IT’S EASY to
identify the people in charge – they’re the ones whose needs are attended to
first. Remember the global financial crisis of 2008-09? In the United States,
the question posed by that catastrophic economic meltdown was stark in its
simplicity. Who will the government save: Main Street or Wall Street? The
answer that came back was chillingly unequivocal. Wall Street.
When the US House of Representatives for once attempted to live up to its name by voting down the financial sector’s self-drafted “rescue package”, the reaction of Wall Street was ferocious. Its minions in the Executive Branch descended upon the Capitol Building en masse, making it crystal clear to the errant legislators that they had chosen the wrong side. The vote was held again. Wall Street was saved.
That’s what makes New Zealand’s response to the Covid-19 Pandemic so remarkable. With the example of the global financial crisis to guide them, many Kiwis were resigned to the needs of “business” being put ahead of everybody else. After all, that’s what they saw when they looked abroad – especially to New Zealand’s ideological kith and kin in the United States and the United Kingdom. Here, too, many predicted grimly, it will be profits first, people second.
But they were wrong. Here in New Zealand, by a miracle of historical alchemy, we were blessed with a prime minister and a government who, against all expectations, reversed the neoliberal formula. In “going hard and going early”, Jacinda Ardern’s government had opted to put people first.
For thirty-five years it has been a very different story. For thirty-five years New Zealanders have been told that their welfare is utterly dependent on the health of the business sector. Looking after the business sector, we have been encouraged to believe, is the same as looking after ourselves. Because, in the final analysis, if you don’t have a thriving business sector, then you don’t have anything.
Jacinda Ardern turned that proposition on its head. Looking after the people, she said, is the same as looking after the business sector. If you don’t have a healthy people, then you don’t have anything. To the utter astonishment of the nation’s business leaders and their media mouthpieces, the state intervened unreservedly and decisively. It locked the country down.
And we got it. Blessedly free of the sort of economic expertise that insists such policies are completely counter-productive, New Zealanders cheered-on a government prepared to borrow tens-of-billions of dollars to keep them and their loved ones safe. When was the last time anyone had done that?
Older New Zealanders recalled the stories their parents had told them about the Second World War. Stories about people united in a common cause. Stories about sacrifice and valour. Younger New Zealanders hardly dared to believe it was actually happening. Jacinda was defying economic gravity. But, when she talked about “the team of five million”, the vast majority of New Zealanders’ chests swelled with pride.
Not everybody cheered Jacinda on. Almost from the moment the country went to Level 4, the volume of the complainers’ chorus began to swell. Instinctively, the social classes which had benefitted the most from the Neoliberal Revolution, grasped the enormous potential dangers that were set to flow from Jacinda’s reversal of social and economic priorities.
It’s the motive force behind the talkback hosts’ spittle-flecked expostulations. The explanation for the business “community’s” endless whining and moaning. The reason why academics (who should know better) are lending their prestige to “Plan-Bs” which, when stripped of all the obfuscating non-science, are about allowing the aged and vulnerable members of our society to be sacrificed on the altar of “The Economy”. Some of the nation’s professors have even called for our democratic institutions to be set aside in favour of an administration of technical experts – like themselves.

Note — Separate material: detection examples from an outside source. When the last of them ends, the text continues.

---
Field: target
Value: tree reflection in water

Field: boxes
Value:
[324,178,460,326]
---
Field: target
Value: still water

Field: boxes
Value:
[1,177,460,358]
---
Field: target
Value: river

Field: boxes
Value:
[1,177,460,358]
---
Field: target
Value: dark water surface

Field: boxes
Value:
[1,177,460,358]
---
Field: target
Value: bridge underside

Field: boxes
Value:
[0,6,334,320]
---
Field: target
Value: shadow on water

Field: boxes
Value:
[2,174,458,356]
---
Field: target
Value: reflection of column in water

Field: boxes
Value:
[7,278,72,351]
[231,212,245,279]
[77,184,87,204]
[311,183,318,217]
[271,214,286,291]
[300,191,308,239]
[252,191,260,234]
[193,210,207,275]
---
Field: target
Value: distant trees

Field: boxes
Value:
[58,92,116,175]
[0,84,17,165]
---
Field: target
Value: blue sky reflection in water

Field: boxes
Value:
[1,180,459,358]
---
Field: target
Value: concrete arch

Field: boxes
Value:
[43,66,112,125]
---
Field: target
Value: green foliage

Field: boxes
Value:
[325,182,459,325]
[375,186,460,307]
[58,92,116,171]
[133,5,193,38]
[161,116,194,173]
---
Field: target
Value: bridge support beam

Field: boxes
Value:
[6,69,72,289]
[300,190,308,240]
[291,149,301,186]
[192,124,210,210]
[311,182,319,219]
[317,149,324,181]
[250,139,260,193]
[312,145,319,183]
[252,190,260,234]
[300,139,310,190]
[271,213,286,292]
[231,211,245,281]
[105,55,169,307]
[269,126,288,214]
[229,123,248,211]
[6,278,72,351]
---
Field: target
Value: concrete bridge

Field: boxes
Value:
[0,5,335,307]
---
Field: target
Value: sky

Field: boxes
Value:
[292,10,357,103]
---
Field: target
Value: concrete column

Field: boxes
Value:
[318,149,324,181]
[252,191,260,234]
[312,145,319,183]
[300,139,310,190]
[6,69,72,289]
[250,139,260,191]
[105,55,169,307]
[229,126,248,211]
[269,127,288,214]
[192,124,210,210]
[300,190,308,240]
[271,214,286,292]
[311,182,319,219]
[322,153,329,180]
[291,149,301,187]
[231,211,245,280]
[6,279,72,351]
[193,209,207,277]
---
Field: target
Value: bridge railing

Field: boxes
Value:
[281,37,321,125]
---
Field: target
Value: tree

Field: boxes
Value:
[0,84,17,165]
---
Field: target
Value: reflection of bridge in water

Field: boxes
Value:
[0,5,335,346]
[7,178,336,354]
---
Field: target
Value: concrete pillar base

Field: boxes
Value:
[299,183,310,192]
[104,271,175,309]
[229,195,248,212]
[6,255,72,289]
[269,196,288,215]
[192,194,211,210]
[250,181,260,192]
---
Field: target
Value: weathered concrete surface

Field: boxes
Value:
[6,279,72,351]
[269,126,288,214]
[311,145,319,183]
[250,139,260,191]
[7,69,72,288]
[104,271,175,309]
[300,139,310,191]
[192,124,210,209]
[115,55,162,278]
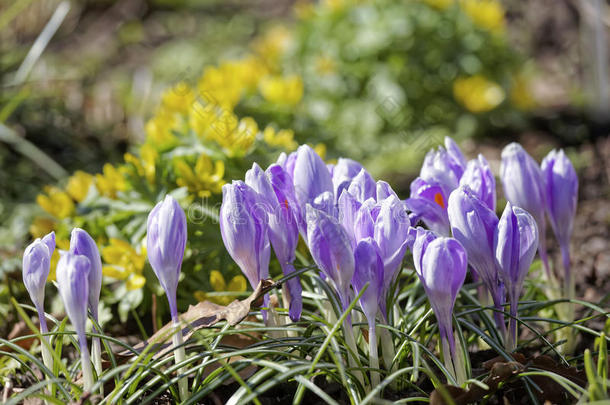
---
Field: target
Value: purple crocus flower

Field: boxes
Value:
[70,228,102,322]
[460,155,496,212]
[286,145,334,236]
[500,142,550,276]
[542,150,578,286]
[307,204,355,309]
[413,231,468,382]
[406,137,466,236]
[146,195,187,323]
[23,232,55,333]
[448,186,506,331]
[494,202,538,350]
[57,252,93,391]
[220,180,271,288]
[246,163,303,322]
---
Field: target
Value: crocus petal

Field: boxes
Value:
[307,205,354,309]
[57,252,91,338]
[460,155,496,211]
[542,150,578,246]
[70,228,102,321]
[146,195,187,319]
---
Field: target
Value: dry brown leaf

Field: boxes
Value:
[118,279,276,358]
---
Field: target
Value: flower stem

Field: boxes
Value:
[369,322,379,389]
[172,317,188,401]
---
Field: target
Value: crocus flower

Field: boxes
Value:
[352,238,383,387]
[500,142,550,276]
[307,205,354,309]
[287,145,333,236]
[246,163,303,321]
[406,137,466,236]
[413,231,468,384]
[494,202,538,350]
[70,228,102,382]
[146,195,187,322]
[460,155,496,211]
[448,186,506,335]
[57,252,93,391]
[220,180,271,288]
[542,150,578,285]
[146,195,188,401]
[23,232,55,333]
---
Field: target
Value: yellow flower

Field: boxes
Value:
[193,270,247,305]
[460,0,505,33]
[424,0,455,10]
[161,82,195,114]
[175,154,225,197]
[453,75,505,113]
[47,238,70,282]
[66,170,93,202]
[260,76,303,106]
[30,217,55,239]
[101,238,146,290]
[263,126,299,151]
[95,163,127,198]
[124,144,159,184]
[36,186,74,219]
[252,25,292,66]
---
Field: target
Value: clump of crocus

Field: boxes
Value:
[406,137,466,235]
[494,202,538,350]
[70,228,102,382]
[542,150,578,298]
[57,252,93,391]
[146,195,188,400]
[449,186,506,337]
[23,232,55,370]
[412,228,468,385]
[500,142,551,278]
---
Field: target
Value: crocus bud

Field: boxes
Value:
[347,168,377,202]
[494,202,538,350]
[460,155,496,212]
[70,228,102,321]
[448,186,505,330]
[57,252,93,391]
[220,181,271,288]
[23,232,55,333]
[307,205,354,309]
[332,158,364,198]
[415,232,468,380]
[500,142,550,274]
[542,150,578,279]
[293,145,333,235]
[146,195,187,321]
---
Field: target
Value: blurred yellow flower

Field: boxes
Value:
[101,238,146,290]
[263,126,299,152]
[193,270,248,305]
[124,144,159,184]
[47,238,70,282]
[161,82,195,114]
[424,0,455,10]
[66,170,93,202]
[95,163,127,198]
[252,25,292,67]
[36,186,74,219]
[316,55,337,76]
[30,217,55,239]
[453,75,505,113]
[175,153,225,197]
[260,76,303,106]
[460,0,505,33]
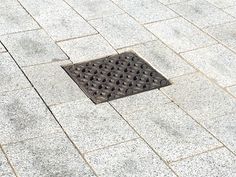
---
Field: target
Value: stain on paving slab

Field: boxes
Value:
[63,52,170,104]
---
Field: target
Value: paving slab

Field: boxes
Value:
[181,44,236,87]
[58,35,116,63]
[0,149,15,177]
[122,103,222,162]
[0,89,61,144]
[118,40,195,79]
[204,22,236,52]
[161,73,236,121]
[90,14,155,48]
[201,113,236,154]
[85,139,176,177]
[23,61,87,106]
[0,53,31,92]
[0,0,39,36]
[20,0,97,41]
[207,0,236,8]
[171,148,236,177]
[113,0,178,23]
[66,0,124,20]
[110,89,171,115]
[3,134,95,177]
[1,30,68,66]
[51,99,137,153]
[146,17,217,53]
[169,0,235,28]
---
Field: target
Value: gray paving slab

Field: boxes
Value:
[0,89,61,144]
[181,44,236,87]
[23,61,87,106]
[66,0,125,20]
[171,148,236,177]
[110,89,171,115]
[85,139,176,177]
[58,35,116,63]
[0,0,39,36]
[207,0,236,8]
[0,149,15,177]
[3,134,95,177]
[169,0,235,28]
[113,0,178,23]
[161,73,236,121]
[204,22,236,52]
[51,99,137,153]
[122,103,222,162]
[201,113,236,154]
[90,14,155,48]
[146,17,217,53]
[1,30,68,66]
[118,40,195,79]
[0,53,31,92]
[20,0,97,41]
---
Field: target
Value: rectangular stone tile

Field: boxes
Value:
[207,0,236,8]
[171,148,236,177]
[85,139,176,177]
[224,6,236,17]
[161,73,236,121]
[2,30,68,66]
[3,134,95,177]
[58,35,116,63]
[181,44,236,87]
[0,89,61,144]
[204,22,236,52]
[51,99,137,153]
[0,149,15,177]
[90,14,155,48]
[0,0,39,36]
[0,41,6,52]
[0,53,31,92]
[201,113,236,153]
[118,40,195,78]
[114,0,178,23]
[146,18,217,53]
[23,61,87,106]
[169,0,235,28]
[66,0,124,20]
[122,103,222,162]
[110,89,171,115]
[20,0,97,41]
[227,85,236,97]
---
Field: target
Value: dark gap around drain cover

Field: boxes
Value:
[62,52,170,104]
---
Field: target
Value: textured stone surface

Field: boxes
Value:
[118,40,195,78]
[0,89,61,144]
[85,140,175,177]
[114,0,178,23]
[169,0,235,28]
[52,100,137,152]
[0,53,31,92]
[1,30,68,66]
[161,73,236,120]
[20,0,96,41]
[58,35,116,63]
[171,148,236,177]
[181,44,236,87]
[3,134,95,177]
[90,14,155,48]
[146,18,216,52]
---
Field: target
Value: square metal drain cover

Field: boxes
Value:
[63,52,170,104]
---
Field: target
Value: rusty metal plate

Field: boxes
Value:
[63,52,170,104]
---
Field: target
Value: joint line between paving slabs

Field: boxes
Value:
[109,103,179,177]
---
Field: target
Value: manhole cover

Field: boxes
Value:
[63,52,170,104]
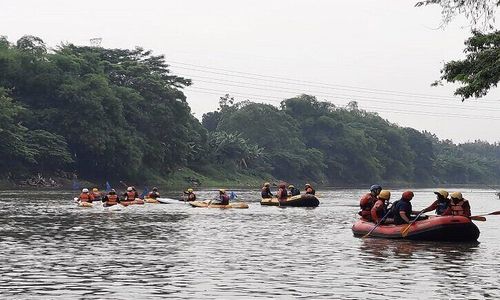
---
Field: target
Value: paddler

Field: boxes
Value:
[370,190,391,223]
[422,190,451,216]
[392,191,419,225]
[276,183,288,202]
[210,189,229,205]
[92,187,102,201]
[443,192,471,217]
[184,188,196,201]
[122,186,139,201]
[147,187,160,200]
[78,189,93,203]
[358,184,382,221]
[288,184,300,196]
[304,183,316,195]
[102,189,120,206]
[260,182,273,199]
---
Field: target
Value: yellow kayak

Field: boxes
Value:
[189,201,248,208]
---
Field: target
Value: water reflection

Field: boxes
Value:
[0,190,500,299]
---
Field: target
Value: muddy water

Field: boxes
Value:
[0,190,500,299]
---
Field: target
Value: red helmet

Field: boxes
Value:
[401,191,414,201]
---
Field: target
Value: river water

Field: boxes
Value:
[0,189,500,299]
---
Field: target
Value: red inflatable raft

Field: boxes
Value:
[352,216,479,242]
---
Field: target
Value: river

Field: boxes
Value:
[0,189,500,299]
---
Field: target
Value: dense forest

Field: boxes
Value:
[0,36,500,185]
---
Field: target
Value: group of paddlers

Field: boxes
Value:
[260,182,316,201]
[77,186,235,206]
[359,184,471,225]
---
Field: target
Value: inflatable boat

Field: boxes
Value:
[260,194,319,207]
[352,216,479,242]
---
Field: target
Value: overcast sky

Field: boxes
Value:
[0,0,500,142]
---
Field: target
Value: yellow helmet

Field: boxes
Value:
[378,190,391,200]
[434,190,449,198]
[450,192,463,200]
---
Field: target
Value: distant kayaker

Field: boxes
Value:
[392,191,419,225]
[358,184,382,221]
[260,182,273,198]
[215,189,229,205]
[92,188,102,201]
[147,187,160,200]
[184,188,196,201]
[443,192,471,217]
[370,190,391,223]
[122,186,139,201]
[78,189,94,203]
[276,183,288,201]
[422,190,451,216]
[288,184,300,196]
[304,183,316,195]
[102,189,120,206]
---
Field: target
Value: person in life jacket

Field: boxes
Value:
[92,188,102,201]
[260,182,273,198]
[102,189,120,206]
[147,187,160,199]
[276,183,288,201]
[184,188,196,201]
[392,191,419,225]
[358,184,382,221]
[78,189,94,203]
[370,190,391,223]
[443,192,471,217]
[288,184,300,197]
[421,190,451,216]
[304,183,316,195]
[216,189,229,205]
[122,186,139,201]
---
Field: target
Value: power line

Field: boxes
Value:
[184,76,500,111]
[188,88,500,121]
[167,60,470,100]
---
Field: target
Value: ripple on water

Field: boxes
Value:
[0,190,500,299]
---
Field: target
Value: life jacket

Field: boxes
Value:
[78,193,92,202]
[306,187,316,195]
[278,188,288,200]
[290,188,300,196]
[436,200,450,216]
[148,191,160,199]
[260,186,273,198]
[125,191,135,201]
[391,199,413,225]
[358,193,377,221]
[106,194,118,205]
[219,194,229,205]
[450,200,467,216]
[370,199,387,221]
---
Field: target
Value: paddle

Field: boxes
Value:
[401,211,424,237]
[362,207,392,239]
[471,210,500,218]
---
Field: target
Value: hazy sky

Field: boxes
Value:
[0,0,500,142]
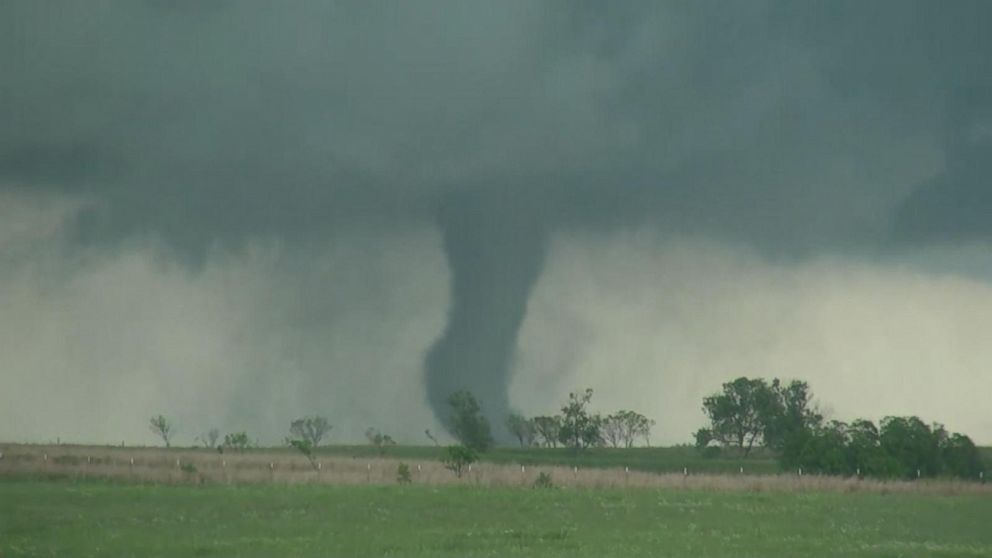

Neoliberals have every reason to fear what ordinary people have learned from the Covid-19 crisis. How are all those arguments about there not being enough money for all the things they so desperately need going to sound after the dollar-downpours of 2020? All those trite phrases about not being able to solve problems by “throwing money” at them – who’s going to believe that now?
And if Jacinda and her team are re-elected on a landslide? Will they even try to put the genie back in the bottle?